Stamps amplified in the thrilling ‘Mauritius’

(Nina Welch)

Jackie, played by Paige Vanderwarker, desperately clenches her stamps.

A play built on female oppression, dark humor, lengthy dialogues and awkward tensions, “Mauritius” manages to overcome the presumed banal outcome of a story line about stamps. Unfortunately, there were predictable elements in the plot but it was salvaged through the acting of the five person cast. What could’ve been exhausting exchanges between each character was consistently brought to life through dynamic expressions and dramatizing.

“When I heard it was going to be about stamp collecting I thought it was going to be super boring but there was actually a lot of twists and I do like when I can’t predict the end of a show,” said Jasmine Anderson, Junior at San Juan High School. “I thought the actors didn’t give it away, they really did a great job, keeping those twists for the end.”

This unexpected thriller follows the path of two half-sisters who came into an inheritance of stamps. One of the sisters, Jackie, played by Paige Vanderwarker, finds herself in a financial predicament and searches for a way to profit from the stamps. No sooner than she arrives at a stamp shop she is turned down by the shop owner Phillip played by Keivon Akbari, who couldn’t care less about a little lady with a book of stamps, but who could blame him.

As the true value of the stamps reveals itself, greed, envy and desperation start to unfold. Relationships start to become built through alliances, however other relationships are brought to ruin. Arguments are escalated to verbal fights and choke holds, until the starring piece of violence is met, when Jackie is smacked to the floor by her male oppressor, Sterling.

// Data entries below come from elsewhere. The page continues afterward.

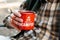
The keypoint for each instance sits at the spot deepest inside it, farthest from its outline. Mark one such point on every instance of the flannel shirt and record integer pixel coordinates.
(47, 20)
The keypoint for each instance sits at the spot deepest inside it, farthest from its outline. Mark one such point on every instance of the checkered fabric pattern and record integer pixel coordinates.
(46, 20)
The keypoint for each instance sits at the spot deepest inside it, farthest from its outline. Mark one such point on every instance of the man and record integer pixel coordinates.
(46, 18)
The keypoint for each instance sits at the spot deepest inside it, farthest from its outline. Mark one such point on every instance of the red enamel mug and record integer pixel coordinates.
(28, 20)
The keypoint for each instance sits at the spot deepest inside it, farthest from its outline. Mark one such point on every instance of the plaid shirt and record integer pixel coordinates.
(47, 19)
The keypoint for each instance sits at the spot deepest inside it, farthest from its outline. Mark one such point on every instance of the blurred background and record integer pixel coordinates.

From the get go it seems as though the women hold all the cards. But as Mauritius helps to remind us, even though the odds may be in your favor, if you’re a female you’ll always be out of luck. However, if you are good with a quick slip of the hand, you could still manage to run away with the pot of gold and maybe even luck out on a new lover like Dennis, played by Conor Shaw as audience members are excitedly left hoping.

The emotions created were made possible with the strong group of well-seasoned, experienced actors.The actor who shined brightest in that limelight, Michael Kaye, played Sterling. What made this actor such a surprising star is this is the first role he’s taken in any production.

There was a lot of energy within the cast, sometimes effective, but other times overwhelming. The one character who managed to portray a character with lots of drive, energy and power but still remaining natural and real was Kaye, who conveyed a John Goodman vibe through his character.

“We try to have a lot of fun because its such a serious play, or like there’s serious moments to it that we need to have fun with it so it doesn’t just become just really morose, because I smack Jackie page,” Kaye said. “I smack her pretty hard, and it needs to lighten up from that point on. There’s a lot of violence, and so with that violence we need funny.”